An FHA cash-out refinance is an FHA loan that is bigger than your current mortgage, yielding cash back to you at closing.

Like other FHA loans, you’ll pay an upfront and annual mortgage insurance premium and adhere to other FHA lending rules.

You may opt for an FHA cash-out loan if you have substantial equity in your home, but don’t quite have the credit score good enough to qualify for a conventional loan.

An FHA cash-out refi example

Let’s say you own a home valued at $250,000 but you owe only $150,000 on your current mortgage loan.

You could get an FHA cash-out refinance loan of $200,000 which would pay off your current $150,000 loan with $50,000 to spare. Assuming closing costs of $5,000, this remaining $45,000 becomes cash back for you.

It’s not free money. You’ll be repaying it with interest through the monthly mortgage payments on your new $200,000 home loan. The extra $50,000 would probably add more than $200 per month onto your mortgage at current rates. So it’s for you to decide whether that cash is worth it.

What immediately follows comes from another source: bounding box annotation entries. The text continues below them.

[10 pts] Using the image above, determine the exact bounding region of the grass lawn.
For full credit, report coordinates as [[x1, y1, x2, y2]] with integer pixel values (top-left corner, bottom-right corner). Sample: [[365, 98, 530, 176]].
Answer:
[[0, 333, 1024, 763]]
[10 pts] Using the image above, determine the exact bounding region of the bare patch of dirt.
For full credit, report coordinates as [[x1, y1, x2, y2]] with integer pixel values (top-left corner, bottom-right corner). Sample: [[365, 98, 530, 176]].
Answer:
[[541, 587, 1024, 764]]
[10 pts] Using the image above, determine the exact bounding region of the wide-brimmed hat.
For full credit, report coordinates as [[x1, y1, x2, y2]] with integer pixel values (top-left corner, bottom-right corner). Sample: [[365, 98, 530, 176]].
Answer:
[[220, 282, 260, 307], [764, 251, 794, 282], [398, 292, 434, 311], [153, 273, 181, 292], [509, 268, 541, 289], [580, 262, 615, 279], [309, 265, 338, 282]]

But because it’s secured by your home equity, you’ll probably pay a lower interest rate compared to a personal loan or a credit card. 

What are the requirements?

Because you pay mortgage insurance, FHA cash-out refinance loans can sometimes be had at great rates, even when a borrower’s credit history isn’t perfect.

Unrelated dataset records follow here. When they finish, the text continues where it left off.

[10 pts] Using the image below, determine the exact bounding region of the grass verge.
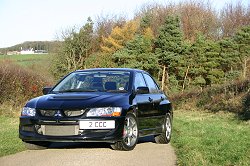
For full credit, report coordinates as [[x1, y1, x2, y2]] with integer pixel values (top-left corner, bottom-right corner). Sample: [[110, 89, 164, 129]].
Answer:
[[0, 116, 25, 157], [171, 110, 250, 166]]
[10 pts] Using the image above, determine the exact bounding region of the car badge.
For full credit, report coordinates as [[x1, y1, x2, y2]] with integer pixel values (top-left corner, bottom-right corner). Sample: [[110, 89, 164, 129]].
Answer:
[[54, 110, 62, 117]]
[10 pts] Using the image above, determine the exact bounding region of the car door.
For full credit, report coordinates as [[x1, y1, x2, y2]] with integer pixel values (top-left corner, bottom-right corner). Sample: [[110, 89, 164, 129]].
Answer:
[[143, 73, 165, 129], [134, 72, 153, 132]]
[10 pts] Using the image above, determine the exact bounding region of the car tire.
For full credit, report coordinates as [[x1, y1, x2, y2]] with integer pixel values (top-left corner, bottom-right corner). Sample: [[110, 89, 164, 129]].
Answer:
[[23, 141, 50, 150], [155, 114, 172, 144], [111, 113, 139, 151]]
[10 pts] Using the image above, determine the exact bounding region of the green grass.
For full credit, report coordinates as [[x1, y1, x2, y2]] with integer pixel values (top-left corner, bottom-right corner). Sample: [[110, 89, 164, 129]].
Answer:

Still, not every borrower will qualify.

FHA cash-out refinance requirements:

  • Enough home equity: This loan works only when you have enough home equity. Typically, it doesn’t make sense unless you have 25-30% equity in the home. Otherwise, it may not be worth incurring closing costs to receive a small amount of cash. But technically, you need at least 20% in home equity, since the maximum loan-to-value is 80%.
  • A target credit score: The FHA allows credit scores as low as 500, but cash-out refinance lenders usually look for scores of at least 580 to 620. A higher score could lower your rate.
  • A decent DTI (Debt-to-Income)**: Most FHA lenders require a debt-to-income ratio of 45% or less, though some can go a little higher.

You’ll also need to show proof of your income just like you did to get your original mortgage and a full appraisal to prove the home’s current value.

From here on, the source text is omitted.